Multiscale modeling and optimization computing, as a leading and highly challenging topic in modern science and engineering, focuses on how to construct models that span different spatial, temporal, and even physical scales, and on that basis, achieve in-depth understanding and performance optimization of complex system behaviors. This field plays an important role in uncovering emergent behaviors in whole systems and predicting their evolutionary trends.
As undergraduates in the 2021 Mathematics Fundamental Training Program, we had the privilege of participating in Professor Dai Shuyang’s seminar on “Multiscale Modeling and Computation.” The seminar emphasized the organic integration of theory and practice, encouraging students to apply abstract mathematical theories to concrete research problems and to engage in deep discussions and exchanges. Over the course of more than three months, the participants not only systematically mastered the fundamental theories and core methods of multiscale analysis, computation, and optimization, but also significantly improved their research literacy and capacity for innovation through practical exploration. Professor Dai carefully designed the seminar content to balance theoretical depth with methodological breadth, systematically outlining key analytical methods and classical algorithms in the field of multiscale computation.

In the first seminar, Peng Kerui, a 2024 master’s student in Computational Mathematics, conducted an in-depth review of classical simplex theory in the context of large-scale data and systematically analyzed the algorithmic steps and characteristics of both the primal and dual simplex methods. He also scrutinized issues such as degeneracy and initialization commonly encountered in practical computations. In addition, Peng offered a detailed analysis of the theoretical advantages and computational efficiency of interior-point methods, elaborating on the practical value and convergence guarantees of primal-dual algorithms with central paths. These discussions not only deepened students’ understanding of the essence of linear programming theory but also sparked strong interest in optimization algorithms.

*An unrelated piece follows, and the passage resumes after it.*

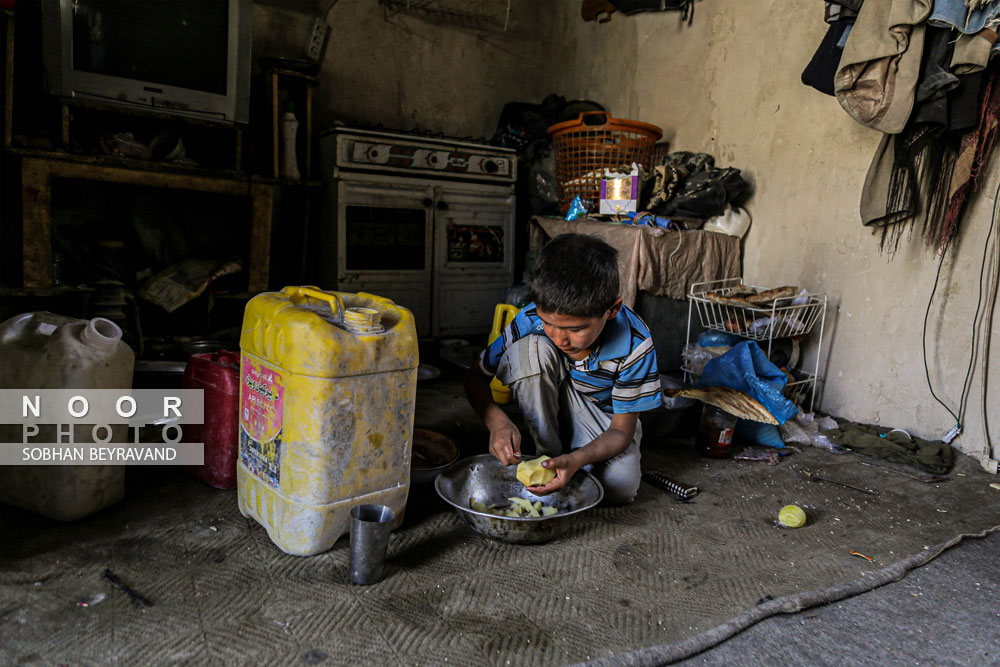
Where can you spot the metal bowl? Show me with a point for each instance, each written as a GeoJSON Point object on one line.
{"type": "Point", "coordinates": [484, 479]}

In the second seminar, Du Xiang, an undergraduate student from the 2021 Mathematics Fundamental Training Program, applied the primal-dual operator splitting algorithm to solve the Wasserstein gradient flow problem. He explained in detail how, by introducing the Wasserstein distance, one can identify and extract the gradient flow structure of certain partial differential equations within the Wasserstein space. Moreover, he skillfully employed the JKO scheme and the Benamou–Brenier dynamic formulation to transform the solution of the PDE into a series of optimization problems. Du’s exploratory work fully demonstrated the immense potential of profound mathematical theory in solving real-world problems and provided valuable insights for his peers.

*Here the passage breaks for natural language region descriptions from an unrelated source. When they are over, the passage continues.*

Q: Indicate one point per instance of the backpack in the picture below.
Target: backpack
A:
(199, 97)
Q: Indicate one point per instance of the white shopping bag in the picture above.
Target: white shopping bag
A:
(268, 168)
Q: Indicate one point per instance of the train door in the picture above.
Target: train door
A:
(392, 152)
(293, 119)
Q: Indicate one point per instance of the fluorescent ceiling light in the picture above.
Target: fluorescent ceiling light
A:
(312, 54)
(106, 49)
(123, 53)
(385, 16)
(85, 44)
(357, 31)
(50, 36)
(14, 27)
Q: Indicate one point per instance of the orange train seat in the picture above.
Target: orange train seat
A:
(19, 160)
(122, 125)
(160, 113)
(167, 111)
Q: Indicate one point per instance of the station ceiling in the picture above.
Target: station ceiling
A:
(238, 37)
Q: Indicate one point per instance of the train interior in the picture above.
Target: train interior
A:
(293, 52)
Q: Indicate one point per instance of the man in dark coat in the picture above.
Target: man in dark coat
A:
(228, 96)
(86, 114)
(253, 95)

In the third seminar, Gao Yuyang, a direct Ph.D. student (admitted in 2022) in Computational Mathematics, focused on the highly challenging and cutting-edge problem of proton therapy treatment plan optimization. He systematically introduced the construction and variations of various mathematical models involved in this field and highlighted its key challenges. Gao’s excellent presentation not only showed undergraduates the crucial role that sophisticated mathematical modeling plays in addressing practical medical problems but also inspired strong interest in interdisciplinary research.

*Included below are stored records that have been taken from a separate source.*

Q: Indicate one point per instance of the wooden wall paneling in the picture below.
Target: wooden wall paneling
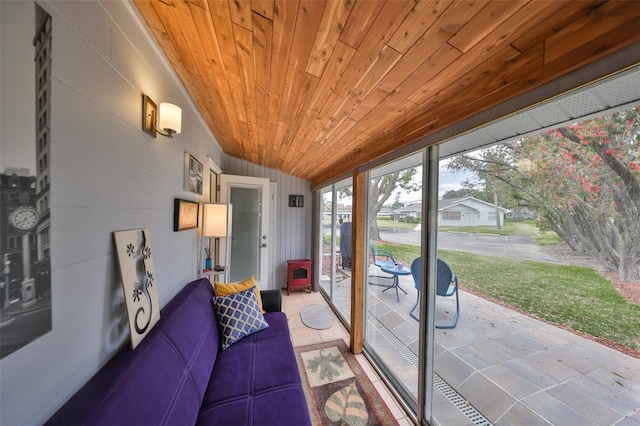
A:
(284, 24)
(361, 19)
(358, 266)
(480, 25)
(387, 21)
(263, 8)
(240, 12)
(307, 23)
(221, 19)
(331, 26)
(595, 31)
(245, 52)
(262, 45)
(429, 70)
(262, 72)
(416, 24)
(314, 115)
(547, 17)
(414, 66)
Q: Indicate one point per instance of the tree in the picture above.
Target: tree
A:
(380, 190)
(584, 181)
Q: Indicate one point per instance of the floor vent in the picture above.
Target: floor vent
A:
(456, 399)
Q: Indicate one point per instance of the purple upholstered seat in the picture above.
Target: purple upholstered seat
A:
(179, 376)
(266, 390)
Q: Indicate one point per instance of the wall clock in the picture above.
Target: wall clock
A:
(24, 218)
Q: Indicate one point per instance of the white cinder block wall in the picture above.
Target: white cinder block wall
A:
(106, 175)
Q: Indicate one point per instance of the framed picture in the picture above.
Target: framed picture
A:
(185, 215)
(193, 173)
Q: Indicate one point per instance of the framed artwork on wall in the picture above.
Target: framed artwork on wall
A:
(185, 215)
(193, 174)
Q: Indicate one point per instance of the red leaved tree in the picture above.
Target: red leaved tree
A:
(584, 181)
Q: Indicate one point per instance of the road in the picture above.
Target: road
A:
(492, 245)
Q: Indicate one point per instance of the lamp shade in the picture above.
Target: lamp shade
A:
(170, 118)
(215, 220)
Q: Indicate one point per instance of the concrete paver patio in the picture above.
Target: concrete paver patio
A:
(513, 369)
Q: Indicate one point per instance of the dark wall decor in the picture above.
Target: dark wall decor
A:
(193, 174)
(185, 215)
(296, 201)
(25, 186)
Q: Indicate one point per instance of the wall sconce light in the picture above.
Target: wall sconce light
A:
(166, 121)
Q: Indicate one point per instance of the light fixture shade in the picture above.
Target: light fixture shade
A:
(170, 118)
(215, 220)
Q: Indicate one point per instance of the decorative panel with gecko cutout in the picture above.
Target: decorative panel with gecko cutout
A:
(138, 281)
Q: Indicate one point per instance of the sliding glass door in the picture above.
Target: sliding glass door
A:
(335, 250)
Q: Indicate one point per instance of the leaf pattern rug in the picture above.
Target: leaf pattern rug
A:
(338, 391)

Through participation in this seminar series, students developed a deeper appreciation for the importance of foundational theories such as multiscale analysis, optimization theory, and numerical solutions of differential equations. Under Professor Dai’s careful guidance, they progressed step by step in acquiring new knowledge and actively focused on research and applications in related fields. The seminar served not only as a platform for learning but also as a place for sparking innovative thinking and enhancing research capability. Within this vibrant academic atmosphere, students inspired one another and advanced together.